Law School Team Wins NBLSA Mock Trial National Championship
A Law School team won the National Black Law Students Association Mock Trial Competition last week in Irvine, Calif., and other students either won awards or earned positions in the organization's national leadership.
The team of third-year law student Stephen Anthony and second-year law students Saira Karim, Erin Crowgey and Jordan McKay won NBLSA's Thurgood Marshall Mock Trial Competition.
"BLSA Mock Trial was one of the most enriching experiences here at law school," Karim said. "Not only did I develop meaningful relationships with my teammates, but learning trial advocacy from experienced coaches and team members was a great learning experience. I would love to be a part of it again next year."
First-year law student Melinda Hightower and third-year law student Kurt Davis were runners-up in the NBLSA International Negotiations Competition, and Karla Hardy was first runner-up for the NBLSA National Best Advocate Award in the mock trial competition.
"Participating in this year's National competition has been one of the highlights of my time at UVA Law," said Hardy, who competed in a field of 78.
Last year, she was a member of a team that won the regional championship and advanced to nationals, but her team this year faced challenges, including replacing a member before the national finals.

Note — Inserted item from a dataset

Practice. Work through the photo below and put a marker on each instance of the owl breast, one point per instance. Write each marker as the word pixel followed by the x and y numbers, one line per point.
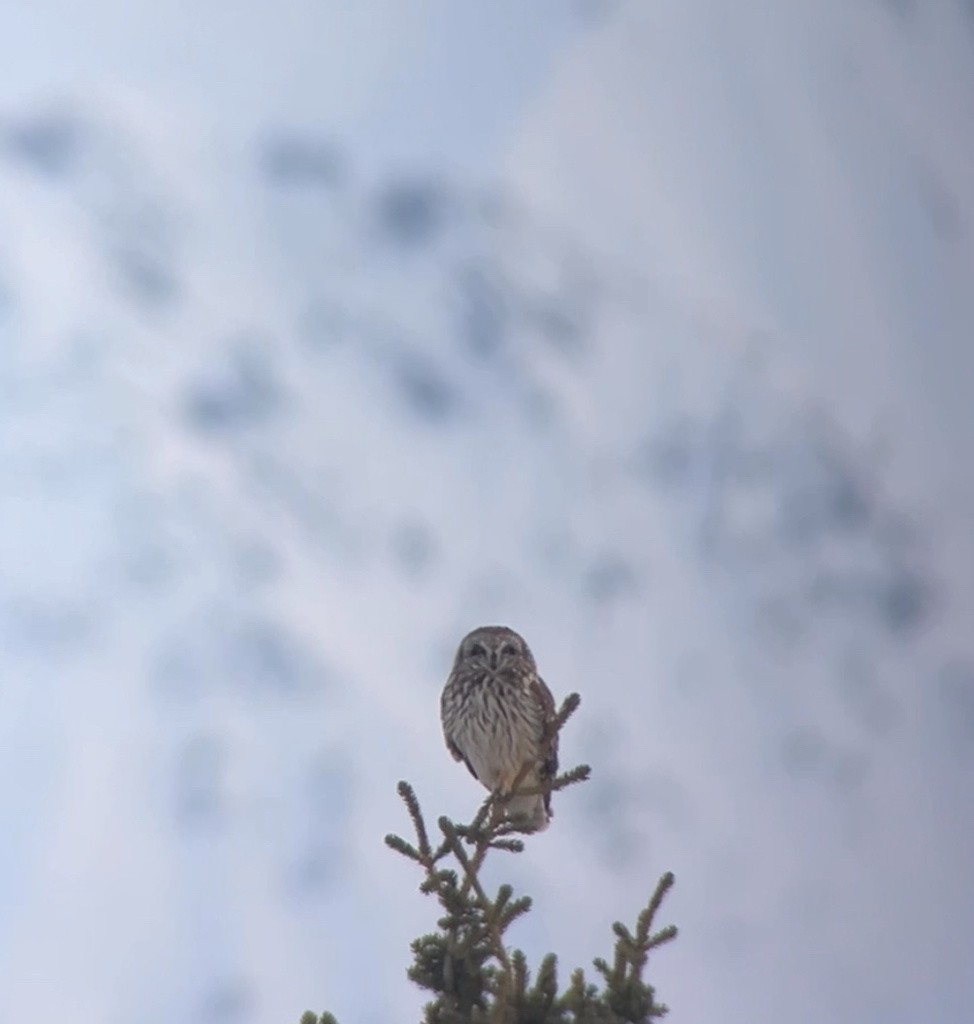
pixel 496 725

"Despite the hurdles, we competed well at nationals," she said. "My teammates Erva Cockfield, Kara Akins, Suzanne Libby and Bobbie King are all extremely talented trial advocates, and we have learned so much working together."
Hightower, who will serve as the University of Virginia BLSA president next year, will also serve on the national BLSA board as vice-chair.
The students from the winning mock trial team won the regional championship Feb. 19 in Philadelphia to advance to the finals, where Anthony praised his teammates' performance.
"Throughout the competition, I saw their confidence grow, their comfort grow and the competitiveness grow — as a result, they carried us to the championship," said Anthony, who was the only team member with mock trial experience. "I will remember this experience and this team for a long time!"
In the competition, the team is given a set of facts about a hypothetical case, and team members assume the role of prosecutors, witnesses or defense counsel.
Their case at the national finals was an expansion of the case from the regional finals, which involved charges filed after a fictitious hazing incident at a college.